Effect of reducing N with dense planting on sweetpotato root lignin biosynthesis
The suppression of genes associated with lignin biosynthesis leading to a reduction in lignin accumulation represents a critical process in SR formation.35 Nevertheless, lignin content alone may not fully determine the degree of lignification; for instance, in the Arabidopsis mutant stem, a substantial decrease in lignin content did not significantly alter the degree of lignification in the casparian strip.72 The findings of this study corroborate this observation.

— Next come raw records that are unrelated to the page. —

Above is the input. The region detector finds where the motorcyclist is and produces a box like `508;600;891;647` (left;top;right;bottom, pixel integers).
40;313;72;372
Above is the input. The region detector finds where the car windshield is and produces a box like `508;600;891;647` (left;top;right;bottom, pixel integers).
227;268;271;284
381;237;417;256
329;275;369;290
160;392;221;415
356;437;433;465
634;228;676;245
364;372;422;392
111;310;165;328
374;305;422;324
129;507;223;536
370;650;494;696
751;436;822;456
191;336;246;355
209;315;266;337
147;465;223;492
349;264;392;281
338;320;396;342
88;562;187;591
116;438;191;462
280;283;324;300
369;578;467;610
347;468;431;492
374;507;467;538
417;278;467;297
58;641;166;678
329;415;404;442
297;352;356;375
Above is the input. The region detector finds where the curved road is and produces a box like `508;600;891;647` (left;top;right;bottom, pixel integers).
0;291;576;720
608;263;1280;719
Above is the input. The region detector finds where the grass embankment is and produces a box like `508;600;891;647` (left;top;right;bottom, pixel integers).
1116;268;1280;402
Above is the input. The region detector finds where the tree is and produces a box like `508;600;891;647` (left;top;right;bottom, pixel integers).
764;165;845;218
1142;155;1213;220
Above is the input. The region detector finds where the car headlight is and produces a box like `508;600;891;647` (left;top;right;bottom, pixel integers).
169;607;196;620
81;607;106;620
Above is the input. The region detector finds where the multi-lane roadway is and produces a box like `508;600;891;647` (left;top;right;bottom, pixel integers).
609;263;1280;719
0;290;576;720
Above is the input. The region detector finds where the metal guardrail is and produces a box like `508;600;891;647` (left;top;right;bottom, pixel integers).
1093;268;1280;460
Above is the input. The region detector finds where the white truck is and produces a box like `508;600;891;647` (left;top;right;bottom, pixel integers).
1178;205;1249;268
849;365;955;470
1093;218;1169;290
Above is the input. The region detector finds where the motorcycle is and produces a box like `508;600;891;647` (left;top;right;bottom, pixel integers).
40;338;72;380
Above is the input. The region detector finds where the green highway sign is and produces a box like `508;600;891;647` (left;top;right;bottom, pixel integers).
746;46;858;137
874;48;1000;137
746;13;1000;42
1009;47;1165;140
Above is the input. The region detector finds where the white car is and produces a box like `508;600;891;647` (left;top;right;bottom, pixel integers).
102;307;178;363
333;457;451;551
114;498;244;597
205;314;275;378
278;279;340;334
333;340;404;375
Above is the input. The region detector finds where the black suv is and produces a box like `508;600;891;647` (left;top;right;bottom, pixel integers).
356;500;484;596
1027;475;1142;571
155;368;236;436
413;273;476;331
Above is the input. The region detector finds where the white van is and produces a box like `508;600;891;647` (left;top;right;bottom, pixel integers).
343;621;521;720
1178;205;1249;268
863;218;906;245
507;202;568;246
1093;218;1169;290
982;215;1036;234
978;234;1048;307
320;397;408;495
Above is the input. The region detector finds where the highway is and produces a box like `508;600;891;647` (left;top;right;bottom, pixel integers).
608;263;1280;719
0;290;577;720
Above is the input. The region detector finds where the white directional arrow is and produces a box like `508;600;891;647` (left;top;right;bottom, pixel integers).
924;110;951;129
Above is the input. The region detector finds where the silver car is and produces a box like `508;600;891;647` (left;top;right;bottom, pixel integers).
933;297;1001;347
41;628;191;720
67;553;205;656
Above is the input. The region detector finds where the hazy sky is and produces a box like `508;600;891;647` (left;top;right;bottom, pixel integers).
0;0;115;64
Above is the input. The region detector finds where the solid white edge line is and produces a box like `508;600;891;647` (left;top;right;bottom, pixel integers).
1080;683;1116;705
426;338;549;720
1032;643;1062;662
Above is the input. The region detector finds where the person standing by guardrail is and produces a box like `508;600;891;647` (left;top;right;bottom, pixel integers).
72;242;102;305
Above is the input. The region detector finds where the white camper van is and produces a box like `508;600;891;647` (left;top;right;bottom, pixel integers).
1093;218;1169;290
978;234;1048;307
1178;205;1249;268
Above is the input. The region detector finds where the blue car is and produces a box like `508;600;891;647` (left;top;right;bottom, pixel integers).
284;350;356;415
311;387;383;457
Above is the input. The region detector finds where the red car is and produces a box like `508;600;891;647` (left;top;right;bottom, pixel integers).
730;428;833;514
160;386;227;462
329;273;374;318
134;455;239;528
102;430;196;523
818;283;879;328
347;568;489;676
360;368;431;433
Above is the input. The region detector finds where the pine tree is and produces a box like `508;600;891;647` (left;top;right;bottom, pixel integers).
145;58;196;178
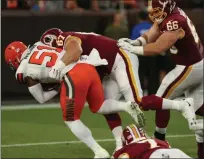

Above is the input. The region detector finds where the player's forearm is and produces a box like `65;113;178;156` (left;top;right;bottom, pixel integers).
142;24;161;44
28;83;58;104
143;43;167;56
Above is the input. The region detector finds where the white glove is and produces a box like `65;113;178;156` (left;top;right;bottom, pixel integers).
118;37;147;46
49;60;66;81
118;42;144;55
118;38;140;46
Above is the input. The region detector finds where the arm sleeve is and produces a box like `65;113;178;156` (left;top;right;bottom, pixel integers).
28;83;58;104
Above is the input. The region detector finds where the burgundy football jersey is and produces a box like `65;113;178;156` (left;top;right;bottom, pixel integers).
113;139;170;159
159;8;204;66
57;32;119;77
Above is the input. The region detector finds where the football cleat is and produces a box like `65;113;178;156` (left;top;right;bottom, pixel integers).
127;102;146;128
180;98;198;130
94;149;110;158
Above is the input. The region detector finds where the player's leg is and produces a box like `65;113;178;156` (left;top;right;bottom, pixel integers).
87;66;145;127
149;148;191;159
111;49;143;104
103;76;123;150
60;66;109;157
195;119;204;159
155;62;201;140
186;81;204;159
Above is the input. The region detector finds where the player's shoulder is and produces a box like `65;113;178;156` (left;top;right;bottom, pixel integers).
159;8;187;31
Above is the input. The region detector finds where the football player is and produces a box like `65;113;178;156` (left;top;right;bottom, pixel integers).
41;28;142;149
5;42;144;158
118;0;204;158
112;124;190;159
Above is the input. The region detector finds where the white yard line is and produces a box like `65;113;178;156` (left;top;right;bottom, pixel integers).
1;103;60;111
1;134;195;148
1;103;88;111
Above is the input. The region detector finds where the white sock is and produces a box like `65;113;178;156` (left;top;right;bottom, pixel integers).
112;126;123;150
156;126;166;134
97;99;129;114
65;120;102;154
162;99;183;111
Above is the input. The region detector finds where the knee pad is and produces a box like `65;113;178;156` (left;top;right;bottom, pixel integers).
195;130;204;143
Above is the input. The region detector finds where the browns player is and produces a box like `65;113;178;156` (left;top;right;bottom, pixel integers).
5;42;144;158
118;0;204;158
112;124;190;159
41;29;142;149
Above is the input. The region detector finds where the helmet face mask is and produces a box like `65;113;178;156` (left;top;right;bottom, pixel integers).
121;124;148;146
148;0;176;24
43;34;57;47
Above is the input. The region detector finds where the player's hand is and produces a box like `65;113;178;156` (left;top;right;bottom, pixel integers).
118;42;144;56
118;38;141;46
118;41;135;52
49;67;61;81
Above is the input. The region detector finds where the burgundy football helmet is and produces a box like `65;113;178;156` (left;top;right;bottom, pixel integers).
122;124;148;145
40;28;63;47
148;0;176;24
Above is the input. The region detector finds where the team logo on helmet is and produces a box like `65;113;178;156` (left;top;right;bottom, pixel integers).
5;41;27;70
122;124;148;145
148;0;176;24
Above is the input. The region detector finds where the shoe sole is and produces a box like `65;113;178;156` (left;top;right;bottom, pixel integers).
131;102;146;128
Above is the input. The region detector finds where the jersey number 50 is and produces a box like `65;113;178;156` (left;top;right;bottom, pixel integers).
29;46;61;67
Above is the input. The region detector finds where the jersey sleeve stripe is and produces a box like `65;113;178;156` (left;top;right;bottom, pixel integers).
17;73;25;84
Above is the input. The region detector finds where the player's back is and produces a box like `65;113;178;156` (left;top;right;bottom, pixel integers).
113;138;169;159
16;42;64;83
159;8;204;66
57;32;119;73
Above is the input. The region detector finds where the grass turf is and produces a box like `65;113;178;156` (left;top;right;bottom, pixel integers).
1;105;197;158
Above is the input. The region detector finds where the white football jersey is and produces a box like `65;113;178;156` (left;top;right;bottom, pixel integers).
16;42;65;83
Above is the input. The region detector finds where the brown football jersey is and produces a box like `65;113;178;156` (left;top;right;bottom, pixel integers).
113;139;170;159
159;8;204;66
57;32;120;78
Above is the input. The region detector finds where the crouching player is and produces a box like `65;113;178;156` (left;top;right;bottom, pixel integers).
112;124;190;159
5;42;144;158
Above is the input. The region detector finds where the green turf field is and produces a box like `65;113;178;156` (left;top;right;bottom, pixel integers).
1;105;196;158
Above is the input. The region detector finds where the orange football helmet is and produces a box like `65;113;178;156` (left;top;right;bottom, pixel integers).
40;28;63;47
122;124;148;145
148;0;176;24
4;41;27;70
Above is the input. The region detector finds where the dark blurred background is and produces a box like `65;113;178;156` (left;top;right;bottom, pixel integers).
1;0;204;104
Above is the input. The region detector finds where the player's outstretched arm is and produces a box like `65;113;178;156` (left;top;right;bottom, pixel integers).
26;77;58;104
120;29;185;56
49;37;82;81
117;23;161;47
61;36;82;65
144;23;161;44
141;29;184;56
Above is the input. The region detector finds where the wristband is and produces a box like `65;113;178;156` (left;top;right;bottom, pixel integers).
137;36;147;46
135;46;144;56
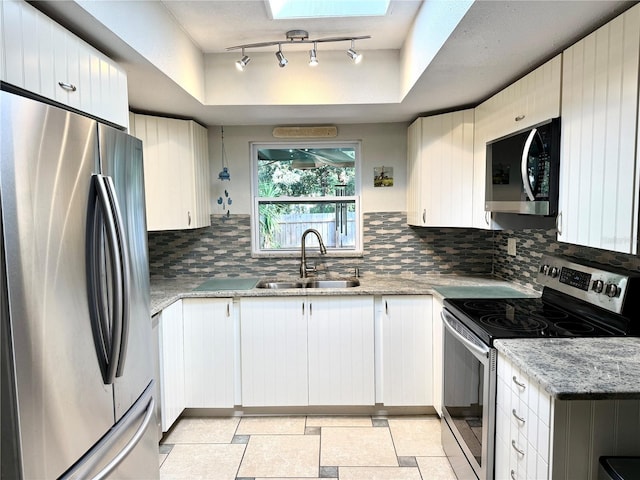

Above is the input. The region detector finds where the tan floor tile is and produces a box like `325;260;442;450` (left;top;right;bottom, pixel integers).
389;415;444;457
160;444;245;480
320;427;398;467
418;457;457;480
162;417;240;443
238;435;320;477
307;416;372;427
236;417;306;435
340;467;422;480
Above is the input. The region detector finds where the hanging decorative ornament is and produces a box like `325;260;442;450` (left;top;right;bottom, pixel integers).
218;126;231;180
218;126;233;221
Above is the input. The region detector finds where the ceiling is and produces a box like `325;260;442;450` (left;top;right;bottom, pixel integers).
36;0;637;125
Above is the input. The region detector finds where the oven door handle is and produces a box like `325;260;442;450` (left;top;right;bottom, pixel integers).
440;310;491;358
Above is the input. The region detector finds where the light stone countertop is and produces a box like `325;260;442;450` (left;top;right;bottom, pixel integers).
494;337;640;400
151;274;540;316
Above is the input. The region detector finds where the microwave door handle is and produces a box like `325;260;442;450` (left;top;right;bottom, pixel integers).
440;310;490;358
520;128;538;202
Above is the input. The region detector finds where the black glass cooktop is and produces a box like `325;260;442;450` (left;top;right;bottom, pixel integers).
444;298;629;345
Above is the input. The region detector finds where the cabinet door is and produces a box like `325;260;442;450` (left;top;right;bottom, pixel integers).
407;110;474;227
558;5;640;254
183;298;235;408
240;297;308;407
0;0;129;127
131;114;211;231
421;110;473;227
407;118;427;227
160;300;185;432
382;295;434;406
308;296;375;405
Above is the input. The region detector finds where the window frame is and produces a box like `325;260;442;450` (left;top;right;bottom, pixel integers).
250;140;364;257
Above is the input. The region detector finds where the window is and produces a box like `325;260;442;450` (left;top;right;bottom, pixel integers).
251;142;362;255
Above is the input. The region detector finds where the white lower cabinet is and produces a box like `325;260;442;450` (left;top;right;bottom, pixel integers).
240;296;375;407
182;298;236;408
240;297;309;407
495;354;640;480
432;297;444;417
381;295;434;406
308;296;375;405
159;300;185;432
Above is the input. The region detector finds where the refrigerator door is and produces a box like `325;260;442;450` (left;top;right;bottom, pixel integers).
0;92;114;478
98;125;157;422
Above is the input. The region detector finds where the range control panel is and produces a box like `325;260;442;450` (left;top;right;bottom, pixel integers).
537;256;635;313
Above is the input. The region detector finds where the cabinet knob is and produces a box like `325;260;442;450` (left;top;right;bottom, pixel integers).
58;82;77;92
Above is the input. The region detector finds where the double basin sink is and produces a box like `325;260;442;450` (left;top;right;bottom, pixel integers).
256;278;360;289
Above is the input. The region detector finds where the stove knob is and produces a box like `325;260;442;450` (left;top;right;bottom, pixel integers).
604;283;620;298
591;280;604;293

In comparison to the LDHN, MDMN significantly increased lignin content by upregulating the expression of IbPAL, IbC4H, Ib4CL, IbHCT, IbCCoAOMT, IbCAD, and IbPOD, as well as POD enzyme activity at 15 DAP. Despite these increases, anatomical analysis indicated that MDMN had a lower degree of root lignification. Interestingly, MDMN showcased a greater number of root vessels and a heightened N absorption capacity at 15 DAP, suggesting that higher root lignin content in MDMN facilitates the formation of xylem vessels, thereby enhancing the root’s water and nutrient transport capabilities.73 Fortuitously, in contrast to the LDHN, MDMN notably decreased lignin content along with IbPOD expression and POD enzyme activity between 30 and 45 DAP. This aligns with previous research indicating that the POD enzyme is crucial for determining lignin monomer polymerization and overall lignin content.74^,^75 Taken together, these results indicate that reducing N with dense planting does not simply decrease lignin, but rather modulates its temporal pattern to balance structural reinforcement with storage tissue development. This dual regulation ensures both efficient resource acquisition in the early stage and enhanced sink capacity in the later stage, thereby promoting SR formation and yield.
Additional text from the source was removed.